To make successful products via disruptive new combinations of technology typically requires more than raw technological expertise.  A broad range of other expertise is needed too:

  • Business model innovation – to attract new companies to play new roles (often as “complementors”) in a novel setup
  • Ecosystem management – to motivate disparate developers to work together constructively
  • System integration and optimisation – so that the component technologies join together into a stable, robust, useable whole
  • User experience design – to attract and retain users to new usage patterns
  • Product differentiation – to devise and deploy product variants into nearby niches
  • Agility – to respond rapidly to user feedback and marketplace learnings.

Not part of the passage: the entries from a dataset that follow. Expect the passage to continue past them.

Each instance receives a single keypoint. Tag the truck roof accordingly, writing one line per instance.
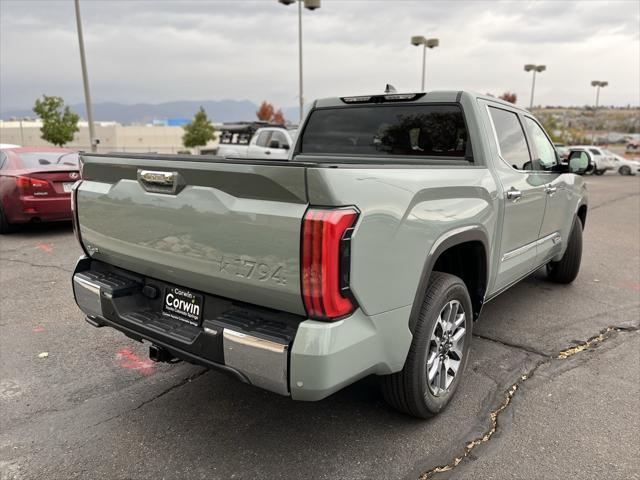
(428, 97)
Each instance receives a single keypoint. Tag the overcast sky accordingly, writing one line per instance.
(157, 51)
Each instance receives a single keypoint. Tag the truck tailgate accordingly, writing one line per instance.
(226, 228)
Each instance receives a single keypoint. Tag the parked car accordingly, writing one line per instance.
(371, 251)
(270, 143)
(35, 185)
(624, 166)
(601, 161)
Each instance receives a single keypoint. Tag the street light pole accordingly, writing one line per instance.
(426, 43)
(311, 5)
(301, 93)
(85, 80)
(598, 84)
(536, 69)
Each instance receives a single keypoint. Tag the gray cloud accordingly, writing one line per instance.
(143, 51)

The advance of software renders some problems simpler than before.  Next generation tools automate a great deal of what was previously complex and daunting.  However, as software is joined together in novel ways with technologies from different fields, unexpected new problems spring up, often at new boundaries.  For example, the different kinds of subphones are likely to have unexpected interactions with each other, resulting in rough edges with social and business aspects as much as technological ones.

So whilst there are many fascinating opportunities in the world beyond smartphones, these opportunities deserve to be approached with care.  Choose your partners and supporters wisely, as you contemplate these opportunities!

Footnote 1: For some vivid graphics illustrating the point that companies who excel in one era of mobile technology (eg traditional mobile phones) sometimes fail to retain their profit leadership position in a subsequent era (eg superphones), see this analysis by Asymco.

Footnote 2: On the “superphone” terminology:

It wasn’t Google that invented the term “superphone”.  Nokia’s N95 was the first phone to be widely called a superphone – from around 2006.  See eg here and here.

In my own past life, I toyed from time to time with the phrase “super smart phone” – eg in my keynote address to the 2008 Mobile 2.0 event in San Francisco.

Footnote 3: I look forward to discussing some of these topics (and much more besides) with industry colleagues, both old and new, at a couple of forthcoming conferences which I’ll be attending:

  • SEE10 – the Symbian Expo and Exchange – in Amsterdam, Nov 9-10
  • MeeGo Conference – in Dublin, Nov 13-15.

In each case, I’ll be part of the Accenture Embedded Software Services presence.